San Diego again posted the second sharpest monthly drop for home prices among the 20 cities in the Standard & Poor’s/Case-Shiller home price index, released early this morning. The index tracks sales of resale standalone homes that have sold at least once before.

The newest index, for December 2007, showed a 3.4 percent drop for San Diego from November’s index, surpassed in depth only by a 3.5 percent monthly drop in Phoenix.

Showing a 15 percent drop compared to the December 2006 index, San Diego followed Miami (17.5 percent), Las Vegas (15.3 percent) and Phoenix (15.3 percent) in a ranking of the 20 cities for year-over-year drops.

Broken down to tiers each representing one-third of the sales counted by the index, the lowest-priced tier (under $431,605) continued to show the most dramatic drops in price. The homes in that tier sold for 26.3 percent less than they did at the peak (June 2006), and 23.1 percent less than they did in December 2006.
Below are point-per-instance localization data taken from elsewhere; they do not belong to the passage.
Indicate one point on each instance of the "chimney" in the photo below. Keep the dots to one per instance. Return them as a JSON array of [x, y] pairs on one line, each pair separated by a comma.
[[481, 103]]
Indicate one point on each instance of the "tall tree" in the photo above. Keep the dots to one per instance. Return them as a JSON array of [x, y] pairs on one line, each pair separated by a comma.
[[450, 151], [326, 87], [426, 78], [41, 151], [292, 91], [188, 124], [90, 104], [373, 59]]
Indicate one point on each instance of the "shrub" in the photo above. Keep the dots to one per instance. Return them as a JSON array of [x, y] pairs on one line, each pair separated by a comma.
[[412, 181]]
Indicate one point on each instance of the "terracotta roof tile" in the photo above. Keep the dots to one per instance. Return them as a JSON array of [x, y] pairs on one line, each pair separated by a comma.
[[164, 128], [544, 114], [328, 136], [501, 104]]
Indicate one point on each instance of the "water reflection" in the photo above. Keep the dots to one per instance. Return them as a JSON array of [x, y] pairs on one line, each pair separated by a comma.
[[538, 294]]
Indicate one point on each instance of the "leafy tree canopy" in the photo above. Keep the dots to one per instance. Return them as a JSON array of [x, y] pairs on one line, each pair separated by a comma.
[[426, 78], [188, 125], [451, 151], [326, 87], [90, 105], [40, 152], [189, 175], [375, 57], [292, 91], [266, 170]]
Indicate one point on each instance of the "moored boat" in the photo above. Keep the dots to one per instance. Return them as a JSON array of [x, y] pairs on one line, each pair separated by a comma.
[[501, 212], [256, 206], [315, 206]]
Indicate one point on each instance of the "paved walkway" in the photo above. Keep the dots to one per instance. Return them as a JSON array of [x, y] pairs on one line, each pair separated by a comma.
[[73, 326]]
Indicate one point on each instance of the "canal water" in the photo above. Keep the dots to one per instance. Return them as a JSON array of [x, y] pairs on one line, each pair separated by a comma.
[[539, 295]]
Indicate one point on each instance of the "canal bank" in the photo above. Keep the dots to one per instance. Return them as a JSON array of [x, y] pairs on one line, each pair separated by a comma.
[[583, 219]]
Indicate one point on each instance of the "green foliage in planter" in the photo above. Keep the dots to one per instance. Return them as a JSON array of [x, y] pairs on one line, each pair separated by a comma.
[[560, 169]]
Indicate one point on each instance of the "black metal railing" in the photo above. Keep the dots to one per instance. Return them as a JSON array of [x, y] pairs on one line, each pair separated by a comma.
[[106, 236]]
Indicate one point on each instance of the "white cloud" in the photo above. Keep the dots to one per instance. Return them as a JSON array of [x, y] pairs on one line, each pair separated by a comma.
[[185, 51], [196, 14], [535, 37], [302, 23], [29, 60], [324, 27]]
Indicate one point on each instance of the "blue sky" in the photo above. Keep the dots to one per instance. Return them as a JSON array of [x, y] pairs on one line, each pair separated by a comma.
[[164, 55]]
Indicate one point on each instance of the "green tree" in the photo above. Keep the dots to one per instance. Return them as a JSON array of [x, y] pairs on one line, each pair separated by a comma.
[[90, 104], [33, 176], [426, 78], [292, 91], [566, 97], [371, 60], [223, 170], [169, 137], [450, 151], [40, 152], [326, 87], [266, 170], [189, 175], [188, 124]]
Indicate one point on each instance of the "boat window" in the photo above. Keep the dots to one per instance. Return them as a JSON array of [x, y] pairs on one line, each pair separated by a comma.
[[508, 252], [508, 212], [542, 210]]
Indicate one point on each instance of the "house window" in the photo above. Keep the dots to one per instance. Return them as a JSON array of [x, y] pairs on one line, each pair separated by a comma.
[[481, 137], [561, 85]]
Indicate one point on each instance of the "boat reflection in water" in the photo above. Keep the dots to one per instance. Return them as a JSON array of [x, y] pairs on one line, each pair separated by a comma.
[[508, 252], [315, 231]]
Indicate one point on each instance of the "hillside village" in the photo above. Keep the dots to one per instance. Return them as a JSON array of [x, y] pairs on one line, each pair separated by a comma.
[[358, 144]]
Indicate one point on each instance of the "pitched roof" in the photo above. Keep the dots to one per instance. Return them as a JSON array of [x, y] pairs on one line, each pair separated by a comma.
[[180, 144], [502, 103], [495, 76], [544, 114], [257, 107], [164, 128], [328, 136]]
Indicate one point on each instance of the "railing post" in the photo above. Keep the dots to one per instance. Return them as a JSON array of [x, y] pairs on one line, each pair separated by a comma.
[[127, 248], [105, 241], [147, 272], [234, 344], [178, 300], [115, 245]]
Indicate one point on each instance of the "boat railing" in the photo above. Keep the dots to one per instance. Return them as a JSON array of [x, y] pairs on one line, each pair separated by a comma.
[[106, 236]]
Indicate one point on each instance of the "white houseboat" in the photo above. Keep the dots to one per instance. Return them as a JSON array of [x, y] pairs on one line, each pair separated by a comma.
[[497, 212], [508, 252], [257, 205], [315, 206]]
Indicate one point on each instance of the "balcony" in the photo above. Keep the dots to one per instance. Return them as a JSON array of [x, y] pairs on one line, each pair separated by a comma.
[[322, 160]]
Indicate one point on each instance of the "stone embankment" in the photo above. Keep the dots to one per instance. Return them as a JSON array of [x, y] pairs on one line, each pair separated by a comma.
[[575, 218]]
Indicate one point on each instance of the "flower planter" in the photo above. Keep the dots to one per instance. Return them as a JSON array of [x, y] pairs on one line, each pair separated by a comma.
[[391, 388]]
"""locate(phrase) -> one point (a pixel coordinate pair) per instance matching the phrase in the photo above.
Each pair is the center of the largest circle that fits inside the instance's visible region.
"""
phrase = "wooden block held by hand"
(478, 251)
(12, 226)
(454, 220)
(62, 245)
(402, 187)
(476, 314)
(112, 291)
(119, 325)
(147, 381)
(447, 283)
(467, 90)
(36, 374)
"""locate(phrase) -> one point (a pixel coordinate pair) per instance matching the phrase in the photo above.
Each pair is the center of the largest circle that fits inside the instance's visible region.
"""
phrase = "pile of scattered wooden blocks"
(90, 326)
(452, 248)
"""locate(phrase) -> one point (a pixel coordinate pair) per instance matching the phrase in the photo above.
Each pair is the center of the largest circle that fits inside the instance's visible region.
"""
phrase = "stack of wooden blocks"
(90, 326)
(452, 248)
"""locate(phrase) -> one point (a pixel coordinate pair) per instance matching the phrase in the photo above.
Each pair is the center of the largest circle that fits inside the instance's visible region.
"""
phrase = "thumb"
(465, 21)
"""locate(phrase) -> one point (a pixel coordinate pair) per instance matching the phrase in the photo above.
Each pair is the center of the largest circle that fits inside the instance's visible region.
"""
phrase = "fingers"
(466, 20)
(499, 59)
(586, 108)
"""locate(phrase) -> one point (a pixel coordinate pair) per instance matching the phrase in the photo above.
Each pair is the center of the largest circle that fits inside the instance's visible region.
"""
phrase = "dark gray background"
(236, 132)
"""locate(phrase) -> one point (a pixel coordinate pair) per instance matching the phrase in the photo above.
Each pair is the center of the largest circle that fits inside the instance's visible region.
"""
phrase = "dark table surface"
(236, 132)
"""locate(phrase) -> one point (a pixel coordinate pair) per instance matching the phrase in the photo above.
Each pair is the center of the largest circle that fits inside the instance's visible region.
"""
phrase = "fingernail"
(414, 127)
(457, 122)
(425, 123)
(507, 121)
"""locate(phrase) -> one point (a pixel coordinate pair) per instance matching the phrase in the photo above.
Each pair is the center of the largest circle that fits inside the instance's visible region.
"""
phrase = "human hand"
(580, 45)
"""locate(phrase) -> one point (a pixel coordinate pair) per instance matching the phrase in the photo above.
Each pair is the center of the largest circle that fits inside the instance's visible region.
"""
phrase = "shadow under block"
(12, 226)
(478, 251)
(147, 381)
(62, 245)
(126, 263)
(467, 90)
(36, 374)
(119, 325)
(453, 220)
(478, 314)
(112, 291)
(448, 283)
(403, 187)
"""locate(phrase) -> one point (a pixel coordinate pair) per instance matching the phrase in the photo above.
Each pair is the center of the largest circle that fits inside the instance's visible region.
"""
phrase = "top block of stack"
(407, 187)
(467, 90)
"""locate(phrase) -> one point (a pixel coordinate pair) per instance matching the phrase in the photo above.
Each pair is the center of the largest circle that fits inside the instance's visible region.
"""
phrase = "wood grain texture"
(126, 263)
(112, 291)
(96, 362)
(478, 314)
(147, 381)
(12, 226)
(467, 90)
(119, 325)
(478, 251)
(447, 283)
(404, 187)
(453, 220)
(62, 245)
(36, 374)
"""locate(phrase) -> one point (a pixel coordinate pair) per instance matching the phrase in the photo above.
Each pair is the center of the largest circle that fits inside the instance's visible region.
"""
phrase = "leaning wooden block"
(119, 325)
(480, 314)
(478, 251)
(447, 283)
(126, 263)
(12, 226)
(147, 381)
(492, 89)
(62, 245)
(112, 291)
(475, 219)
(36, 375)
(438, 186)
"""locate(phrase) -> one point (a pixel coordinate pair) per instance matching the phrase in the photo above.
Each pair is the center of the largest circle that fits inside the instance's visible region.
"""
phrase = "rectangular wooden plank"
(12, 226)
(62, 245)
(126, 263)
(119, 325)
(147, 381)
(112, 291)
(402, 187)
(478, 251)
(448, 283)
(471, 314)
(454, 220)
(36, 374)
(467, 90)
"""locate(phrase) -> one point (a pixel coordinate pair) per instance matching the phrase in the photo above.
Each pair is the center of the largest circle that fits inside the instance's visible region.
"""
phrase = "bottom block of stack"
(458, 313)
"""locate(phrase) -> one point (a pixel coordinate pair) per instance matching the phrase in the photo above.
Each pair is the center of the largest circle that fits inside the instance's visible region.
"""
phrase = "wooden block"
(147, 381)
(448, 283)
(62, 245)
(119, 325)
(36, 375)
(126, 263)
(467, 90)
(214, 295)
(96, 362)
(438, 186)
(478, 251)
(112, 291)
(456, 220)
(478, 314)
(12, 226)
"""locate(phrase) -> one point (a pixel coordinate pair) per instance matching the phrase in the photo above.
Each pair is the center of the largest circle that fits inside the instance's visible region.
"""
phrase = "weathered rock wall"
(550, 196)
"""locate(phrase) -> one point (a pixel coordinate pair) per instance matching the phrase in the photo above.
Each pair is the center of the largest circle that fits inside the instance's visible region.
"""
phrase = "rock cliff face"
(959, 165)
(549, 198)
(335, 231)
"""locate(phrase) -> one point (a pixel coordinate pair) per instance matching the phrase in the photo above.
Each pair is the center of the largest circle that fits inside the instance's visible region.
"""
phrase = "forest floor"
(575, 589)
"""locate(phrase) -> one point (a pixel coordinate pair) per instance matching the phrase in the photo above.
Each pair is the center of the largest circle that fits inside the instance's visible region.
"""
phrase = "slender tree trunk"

The middle tier, representing homes sold between $431,605 and $638,891, showed drops of 21 percent from the peak (Nov. 2005) and 16 percent from December 2006.

The highest-priced tier, for homes priced higher than $638,891, showed smaller drops — 13.1 percent from the peak, and 8.6 percent from December 2006.

RealtyTrac released January foreclosure activity this morning, too — we’ll keep you posted. See why we call this day the DataParty? Non-stop data fun, only in Survival in San Diego.